Private equity isn't as popular a career as it used to be. In our recent poll of careers people would choose if they had their time again, it ranked bottom.
However, this doesn't mean PE careers should be dismissed altogether.
Another recent poll by Investec Fund Finance found that 90% of people working in private equity are satisfied with their careers. A mere 4% of PE people expressed dissatisfaction with the way their working lives had turned out.
However, if you're an investment banker, moving into PE remains challenging. Nowadays, PE funds particularly want people like Sir Terry. They are less keen on investment bankers. This is why.
1) There are too many investment bankers in private equity already
Big private equity funds spent the years before 2008 hiring investment bankers. Now they have lots of them and they don't want too many more.
"Let's just say, that if you look at the top 100 private equity firms, you will find an imbalance," says David Giampaolo, chief executive of investor network Pi Capital. "You will find that they are far more staffed and partnered with financiers than operators. What they are doing now is adapting to the new economic environment and realising that an additional skillset is required to underpin the probability of success."
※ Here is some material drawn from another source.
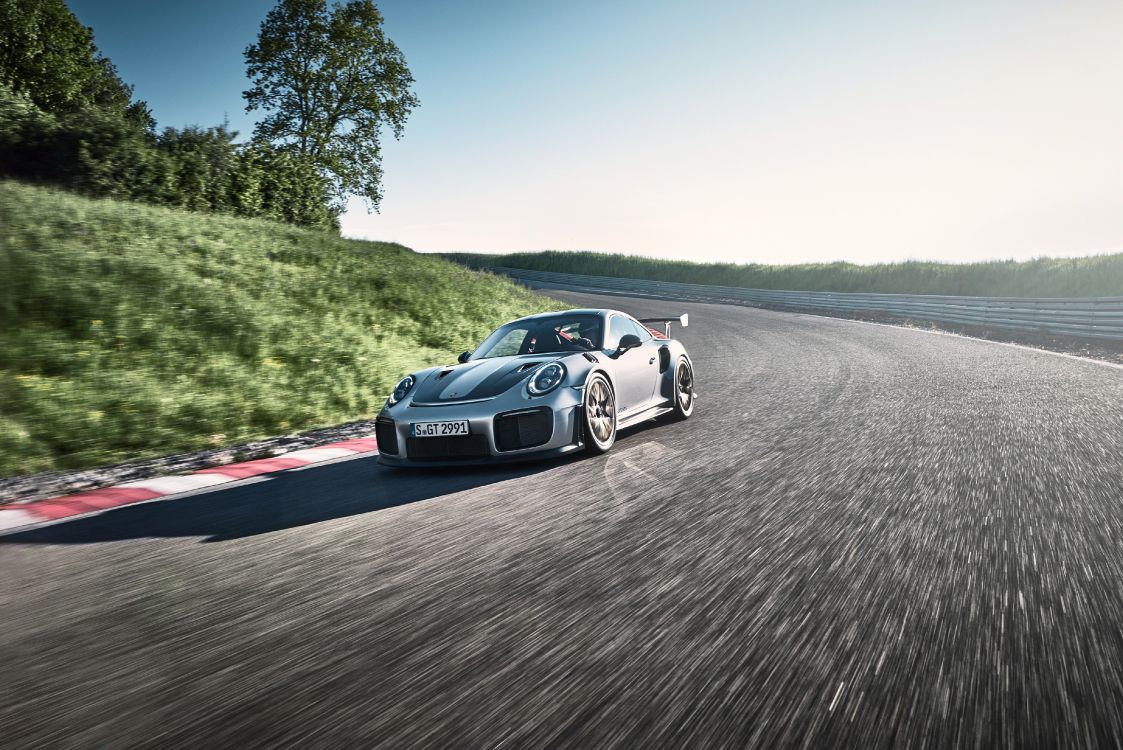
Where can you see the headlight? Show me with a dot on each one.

Translation: PE funds want operational expertise, not deep knowledge of spreadsheets.
2) Sir Terry knows people that you don't
Inevitably, Sir Terry knows a lot of very important people. Even industry professionals who haven't spent years as CEO of the UK's leading supermarket chain have intimate industry contacts senior investment bankers only aspire to.
"Senior industry people bring access to deal flow ahead of the rest of the pack," alleges Gail McManus, chief executive of Private Equity Recruitment. "Their network of contacts will alert them to opportunities early."
Senior investment bankers have contacts too. But McManus claims their contacts tend to be less deep rooted; they alert them to opportunities at the same time as everyone else.
3) He knows how to run a business
Investment bankers know how to structure the financing of an LBO so a business has the best chance of success. Sir Terry types know how to, "crawl under the skin of a business and help it develop," points out Giampaulo.
"Future returns will come from growth rather than leverage and arbitrage," he declares.
All of this is probably why, when private equity funds hire at a senior level, they tend to look for industry specialists who can open doors and run businesses. But when they hire at a junior level, they tend to look for ex-investment bankers to sit in offices and run spreadsheets. The former category of occupation would appear to be massively more interesting than the latter.